When all this started, she’d been a natural blonde with long hair. Now she was a brunette with a shorter cut. Changes of that kind could not foil facial recognition if you were being hunted. Short of spackling herself with an obvious disguise that would also draw unwanted attention, she could not have done much to change the shape of her face or the many unique details of her features to escape this mechanized detection.





3




* * *



A THREE-EGG CHEESE OMELET, a double rasher of bacon, sausage, extra butter for the toast, hold the home fries, coffee instead of orange juice: She thrived on protein, but too many carbs made her feel sluggish and slow-witted. She didn’t worry about fat, because she’d have to live another two decades to develop arteriosclerosis.

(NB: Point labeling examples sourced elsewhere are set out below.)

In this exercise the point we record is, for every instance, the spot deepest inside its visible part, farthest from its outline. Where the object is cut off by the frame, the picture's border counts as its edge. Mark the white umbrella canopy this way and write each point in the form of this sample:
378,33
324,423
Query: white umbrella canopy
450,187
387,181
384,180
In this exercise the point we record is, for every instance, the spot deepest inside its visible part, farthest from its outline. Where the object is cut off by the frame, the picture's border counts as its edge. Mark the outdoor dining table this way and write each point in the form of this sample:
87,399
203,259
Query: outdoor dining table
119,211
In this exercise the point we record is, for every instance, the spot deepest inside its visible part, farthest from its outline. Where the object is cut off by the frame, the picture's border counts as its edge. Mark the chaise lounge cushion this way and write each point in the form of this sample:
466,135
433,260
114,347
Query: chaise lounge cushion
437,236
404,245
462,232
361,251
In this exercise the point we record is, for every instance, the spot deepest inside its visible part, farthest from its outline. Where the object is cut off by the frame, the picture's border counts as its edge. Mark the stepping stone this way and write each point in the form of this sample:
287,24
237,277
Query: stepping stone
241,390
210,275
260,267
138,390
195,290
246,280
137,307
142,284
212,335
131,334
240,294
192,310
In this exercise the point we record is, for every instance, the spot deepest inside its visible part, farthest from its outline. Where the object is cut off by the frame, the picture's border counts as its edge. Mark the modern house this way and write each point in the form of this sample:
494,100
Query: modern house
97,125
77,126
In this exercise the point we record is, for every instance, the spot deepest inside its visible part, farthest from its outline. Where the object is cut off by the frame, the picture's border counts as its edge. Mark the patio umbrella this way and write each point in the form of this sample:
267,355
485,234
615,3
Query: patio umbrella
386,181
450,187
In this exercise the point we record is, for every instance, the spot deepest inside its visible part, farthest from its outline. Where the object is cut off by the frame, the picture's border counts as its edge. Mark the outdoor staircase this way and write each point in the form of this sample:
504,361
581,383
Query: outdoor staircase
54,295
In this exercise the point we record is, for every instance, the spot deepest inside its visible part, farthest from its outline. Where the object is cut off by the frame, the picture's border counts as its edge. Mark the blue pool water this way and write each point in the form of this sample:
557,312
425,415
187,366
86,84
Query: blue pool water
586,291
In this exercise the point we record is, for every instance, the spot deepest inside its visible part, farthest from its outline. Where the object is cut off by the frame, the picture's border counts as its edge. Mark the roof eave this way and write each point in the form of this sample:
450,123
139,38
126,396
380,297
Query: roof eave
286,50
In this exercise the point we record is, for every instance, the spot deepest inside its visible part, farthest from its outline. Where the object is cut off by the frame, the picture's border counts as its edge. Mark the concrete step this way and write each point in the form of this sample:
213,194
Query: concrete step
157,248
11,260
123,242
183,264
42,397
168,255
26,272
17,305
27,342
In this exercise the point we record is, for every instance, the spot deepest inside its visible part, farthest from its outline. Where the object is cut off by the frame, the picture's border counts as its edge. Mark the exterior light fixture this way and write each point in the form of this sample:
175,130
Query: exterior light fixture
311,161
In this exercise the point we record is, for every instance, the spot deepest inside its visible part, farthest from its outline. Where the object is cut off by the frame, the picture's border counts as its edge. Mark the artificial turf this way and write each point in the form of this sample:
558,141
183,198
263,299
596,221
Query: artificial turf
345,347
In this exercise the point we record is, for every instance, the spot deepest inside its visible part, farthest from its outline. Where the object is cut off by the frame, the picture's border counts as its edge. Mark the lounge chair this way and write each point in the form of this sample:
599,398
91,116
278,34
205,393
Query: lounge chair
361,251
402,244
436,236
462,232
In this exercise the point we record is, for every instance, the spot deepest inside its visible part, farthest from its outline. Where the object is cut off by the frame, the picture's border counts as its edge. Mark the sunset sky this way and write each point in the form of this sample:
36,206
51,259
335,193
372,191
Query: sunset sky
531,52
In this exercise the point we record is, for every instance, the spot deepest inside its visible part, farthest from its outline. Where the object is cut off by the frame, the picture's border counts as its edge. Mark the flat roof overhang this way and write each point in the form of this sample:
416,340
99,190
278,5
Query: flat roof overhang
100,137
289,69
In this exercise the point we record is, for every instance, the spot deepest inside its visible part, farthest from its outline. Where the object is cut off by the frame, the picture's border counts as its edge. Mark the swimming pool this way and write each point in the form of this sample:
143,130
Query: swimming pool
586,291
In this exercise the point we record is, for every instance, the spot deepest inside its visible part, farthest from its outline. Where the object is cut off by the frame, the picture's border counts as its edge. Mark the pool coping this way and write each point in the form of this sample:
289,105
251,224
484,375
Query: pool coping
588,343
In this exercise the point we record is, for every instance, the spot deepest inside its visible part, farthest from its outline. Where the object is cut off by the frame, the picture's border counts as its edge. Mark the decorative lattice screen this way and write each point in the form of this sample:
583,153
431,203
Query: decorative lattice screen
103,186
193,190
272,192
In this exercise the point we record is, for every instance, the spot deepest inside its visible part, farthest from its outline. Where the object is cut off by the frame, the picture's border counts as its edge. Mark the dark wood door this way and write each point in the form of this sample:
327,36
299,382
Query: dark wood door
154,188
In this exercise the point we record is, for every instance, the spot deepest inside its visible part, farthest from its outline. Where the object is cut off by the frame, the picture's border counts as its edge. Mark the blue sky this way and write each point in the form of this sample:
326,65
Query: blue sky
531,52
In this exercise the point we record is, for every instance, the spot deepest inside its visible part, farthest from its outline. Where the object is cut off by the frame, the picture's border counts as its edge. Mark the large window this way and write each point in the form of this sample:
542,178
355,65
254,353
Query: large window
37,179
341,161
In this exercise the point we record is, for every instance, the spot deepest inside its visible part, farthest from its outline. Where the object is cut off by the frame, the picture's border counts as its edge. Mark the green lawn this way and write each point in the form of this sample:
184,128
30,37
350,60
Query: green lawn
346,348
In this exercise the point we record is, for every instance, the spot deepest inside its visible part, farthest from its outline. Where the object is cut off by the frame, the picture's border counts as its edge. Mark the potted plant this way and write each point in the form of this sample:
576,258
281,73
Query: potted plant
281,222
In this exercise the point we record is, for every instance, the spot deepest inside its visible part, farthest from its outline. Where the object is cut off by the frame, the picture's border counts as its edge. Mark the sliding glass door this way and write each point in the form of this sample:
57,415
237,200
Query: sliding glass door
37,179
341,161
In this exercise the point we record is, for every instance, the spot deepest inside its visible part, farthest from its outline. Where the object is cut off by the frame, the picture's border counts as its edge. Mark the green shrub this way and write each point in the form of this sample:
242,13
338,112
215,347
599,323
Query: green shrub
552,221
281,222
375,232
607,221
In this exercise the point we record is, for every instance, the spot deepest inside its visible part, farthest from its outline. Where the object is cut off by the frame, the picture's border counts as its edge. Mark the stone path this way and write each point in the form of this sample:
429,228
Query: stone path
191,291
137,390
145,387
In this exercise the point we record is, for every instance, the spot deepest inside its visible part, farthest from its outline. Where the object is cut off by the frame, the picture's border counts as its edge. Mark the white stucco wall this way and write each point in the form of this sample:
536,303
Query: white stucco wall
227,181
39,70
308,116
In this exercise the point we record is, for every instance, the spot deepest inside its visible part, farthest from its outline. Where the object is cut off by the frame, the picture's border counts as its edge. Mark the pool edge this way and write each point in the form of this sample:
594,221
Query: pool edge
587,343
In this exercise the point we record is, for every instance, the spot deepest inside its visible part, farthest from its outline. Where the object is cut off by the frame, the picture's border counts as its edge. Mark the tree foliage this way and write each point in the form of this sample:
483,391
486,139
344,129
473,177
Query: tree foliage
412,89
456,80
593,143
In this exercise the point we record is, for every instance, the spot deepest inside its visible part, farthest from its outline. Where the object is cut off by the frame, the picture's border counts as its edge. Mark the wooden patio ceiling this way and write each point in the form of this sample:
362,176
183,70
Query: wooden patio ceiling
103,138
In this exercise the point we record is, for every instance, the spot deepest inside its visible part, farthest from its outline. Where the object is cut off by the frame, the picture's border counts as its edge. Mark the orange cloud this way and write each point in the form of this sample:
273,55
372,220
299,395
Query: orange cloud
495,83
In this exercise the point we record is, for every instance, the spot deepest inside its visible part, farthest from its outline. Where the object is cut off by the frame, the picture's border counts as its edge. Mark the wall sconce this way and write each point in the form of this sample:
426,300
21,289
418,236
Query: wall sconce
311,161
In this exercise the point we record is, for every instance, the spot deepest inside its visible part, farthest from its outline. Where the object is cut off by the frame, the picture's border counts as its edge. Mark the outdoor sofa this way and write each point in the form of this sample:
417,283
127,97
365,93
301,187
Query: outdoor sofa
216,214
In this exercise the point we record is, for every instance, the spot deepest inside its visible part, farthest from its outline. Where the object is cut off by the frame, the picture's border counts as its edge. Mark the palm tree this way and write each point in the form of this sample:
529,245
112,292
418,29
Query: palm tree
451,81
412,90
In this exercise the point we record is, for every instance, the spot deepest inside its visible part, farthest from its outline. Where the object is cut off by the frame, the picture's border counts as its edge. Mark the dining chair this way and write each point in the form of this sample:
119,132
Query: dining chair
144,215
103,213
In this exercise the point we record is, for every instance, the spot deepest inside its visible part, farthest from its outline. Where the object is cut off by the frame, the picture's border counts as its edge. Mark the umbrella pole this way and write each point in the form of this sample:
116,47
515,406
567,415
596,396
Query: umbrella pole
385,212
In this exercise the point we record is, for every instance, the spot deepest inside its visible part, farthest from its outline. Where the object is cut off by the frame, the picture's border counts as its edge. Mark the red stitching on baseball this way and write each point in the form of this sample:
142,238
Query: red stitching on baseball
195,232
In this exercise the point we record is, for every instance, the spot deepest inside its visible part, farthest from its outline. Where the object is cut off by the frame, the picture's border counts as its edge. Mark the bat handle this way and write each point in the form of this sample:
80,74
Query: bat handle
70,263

The waitress brought refill coffee. She was thirtyish, pretty in a faded-flower way, too pale and too thin, as if life whittled and bleached her day by day. “You hear about Philadelphia?”

“What now?”

“Some crazies crashed this private jet plane straight into four lanes of bumper-to-bumper morning traffic. TV says there must’ve been a full load of fuel. Almost a mile of highway on fire, this bridge collapsed totally, cars and trucks blowing up, those poor people trapped in it. Horrible. We got a TV in the kitchen. It’s too awful to look. Makes you sick to watch it. They say they do it for God, but it’s the devil in them. What are we ever gonna do?”

“I don’t know,” Jane said.

“I don’t think anybody knows.”

“I don’t think so, either.”

The waitress returned to the kitchen, and Jane finished eating breakfast. If you let the news spoil your appetite, there wouldn’t be a day you could eat.





4




* * *



THE BLACK FORD ESCAPE appeared to be Detroit-lite, but this one had secrets under the hood and the power to outrun anything with the words TO SERVE AND PROTECT on its front doors.